The findings demonstrate that SMARCB1 loss reprograms enhancer landscapes in MRT to activate MYC via long-range, patient-specific enhancer–promoter contacts mediated by ncBAF and cohesin. Despite limited global changes in 3D genome architecture, key local loops that connect MYC to distal super-enhancers (RhOME1–3) are established in SMARCB1-deficient states and collapse upon SMARCB1 reconstitution. This suggests that SMARCB1 is critical for preventing formation and maintenance of ectopic, super-enhancer-driven insulation boundaries and loops that sustain oncogene expression. The intertumoral heterogeneity in RhOME usage, recapitulated in both PDOs and primary tissues, implies that enhancer selection is context-dependent, potentially reflecting neural crest lineage states during development. Normal cells lack accessibility at RhOMEs, underscoring their tumor specificity. Functionally, MRT growth depends on MYC, and both genetic restoration of SMARCB1 and pharmacologic inhibition of ncBAF (BRD9) converge on suppressing MYC programs and cell-cycle progression, highlighting ncBAF as a therapeutic target. Cohesin association at RhOMEs supports a model where cohesin-mediated loop extrusion facilitates enhancer–promoter proximity independent of CTCF at many sites, while SMARCB1 restoration reduces ncBAF and cohesin binding at these enhancers to dismantle oncogenic loops.

This study identifies patient-specific distal super-enhancers (RhOME1–3) that drive MYC overexpression in SMARCB1-deficient malignant rhabdoid tumors through ncBAF- and cohesin-associated long-range interactions. SMARCB1 reconstitution reverses these enhancer activities, reduces ncBAF occupancy, and disrupts MYC looping and expression, suppressing proliferative programs. Single-cell profiling of MRT tissues confirms intertumoral heterogeneity in enhancer utilization, while normal cells lack RhOME accessibility, indicating tumor specificity. Therapeutically, BRD9 inhibition phenocopies SMARCB1 restoration, supporting ncBAF as a target. Future work should mechanistically dissect enhancer selection and the regulomes of individual MYC–RhOME loops, quantify intratumoral heterogeneity and clonal enhancer usage, and extend this blueprint to other BAF-mutant cancers to inform precision epigenetic therapies.

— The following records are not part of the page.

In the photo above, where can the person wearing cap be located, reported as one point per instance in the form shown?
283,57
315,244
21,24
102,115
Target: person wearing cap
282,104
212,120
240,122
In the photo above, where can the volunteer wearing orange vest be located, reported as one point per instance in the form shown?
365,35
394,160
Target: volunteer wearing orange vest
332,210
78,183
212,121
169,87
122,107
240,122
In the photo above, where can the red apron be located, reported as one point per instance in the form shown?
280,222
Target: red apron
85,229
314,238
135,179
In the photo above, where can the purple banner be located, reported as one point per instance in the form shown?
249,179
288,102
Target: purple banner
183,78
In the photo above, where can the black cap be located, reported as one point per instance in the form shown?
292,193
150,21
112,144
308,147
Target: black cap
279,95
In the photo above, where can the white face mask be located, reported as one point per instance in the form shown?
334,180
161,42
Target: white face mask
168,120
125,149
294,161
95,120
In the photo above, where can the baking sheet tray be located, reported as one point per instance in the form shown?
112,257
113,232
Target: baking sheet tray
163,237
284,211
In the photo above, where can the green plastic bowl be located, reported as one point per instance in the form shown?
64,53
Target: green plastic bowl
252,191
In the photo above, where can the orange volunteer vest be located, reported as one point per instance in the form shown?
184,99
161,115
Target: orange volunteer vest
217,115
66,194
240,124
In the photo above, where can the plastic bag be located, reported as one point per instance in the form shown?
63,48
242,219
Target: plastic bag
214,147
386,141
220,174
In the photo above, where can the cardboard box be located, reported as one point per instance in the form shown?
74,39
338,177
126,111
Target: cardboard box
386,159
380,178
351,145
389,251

• Limited number of PDO models (three) and Hi-C performed in one PDO (P103) may constrain generalizability of 3D genome findings.
• Some chromatin assays have low replicate numbers (e.g., ChIP-seq n=1 for certain marks), limiting statistical power at individual loci.

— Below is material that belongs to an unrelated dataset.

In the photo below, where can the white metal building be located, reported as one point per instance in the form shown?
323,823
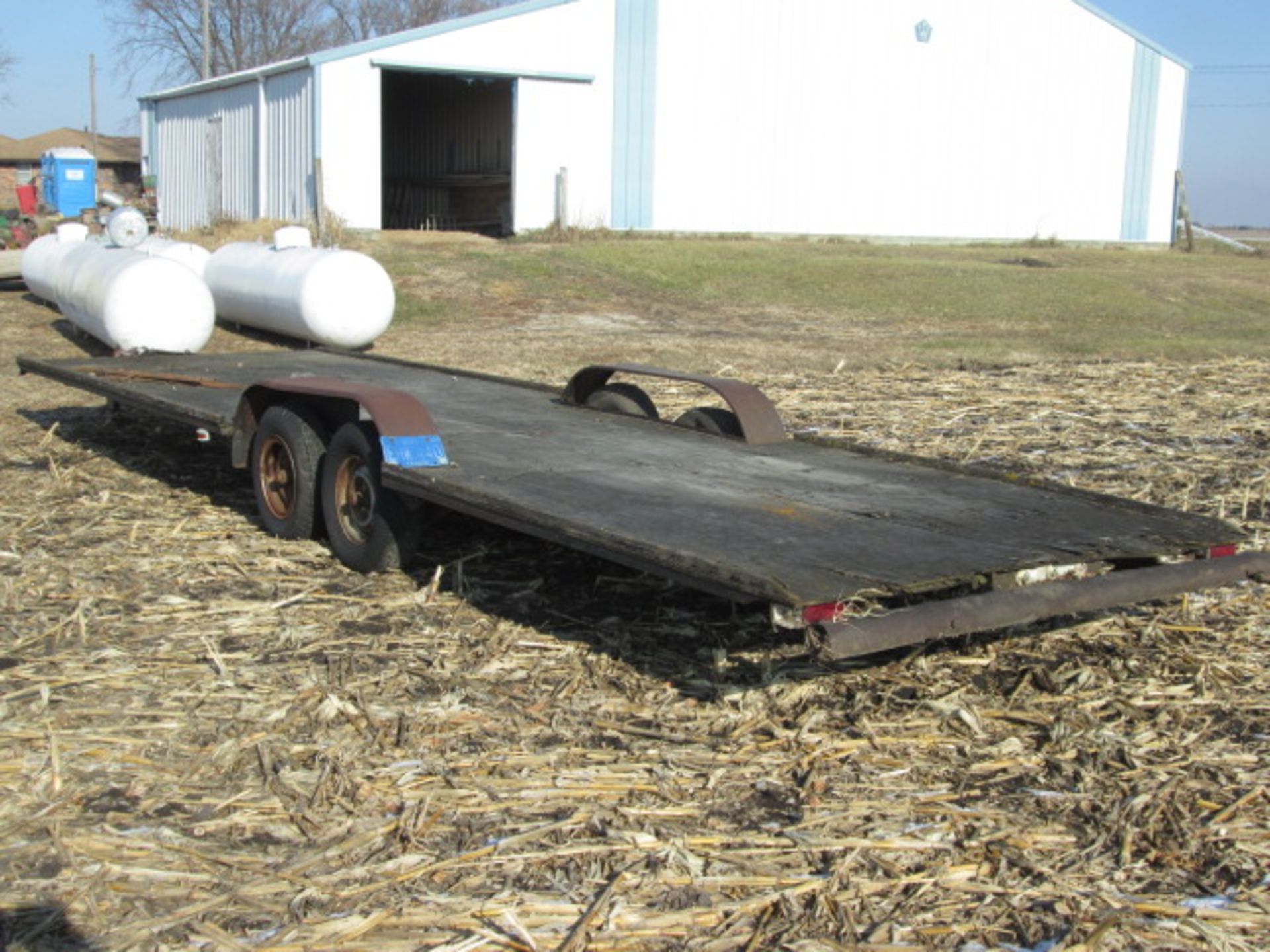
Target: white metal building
912,118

• Functional validation of RhOME elements in tumors (e.g., CRISPR perturbation of enhancers) was not performed; causality is inferred from correlative chromatin changes and MYC dependence.
• scMultiome data show intertumoral heterogeneity, but the extent and dynamics of intratumoral enhancer heterogeneity remain to be quantified in larger cohorts.
• Not all tumors exhibited RhOME1–3 activity, indicating alternative regulatory elements may drive MYC in some cases and were not fully characterized here.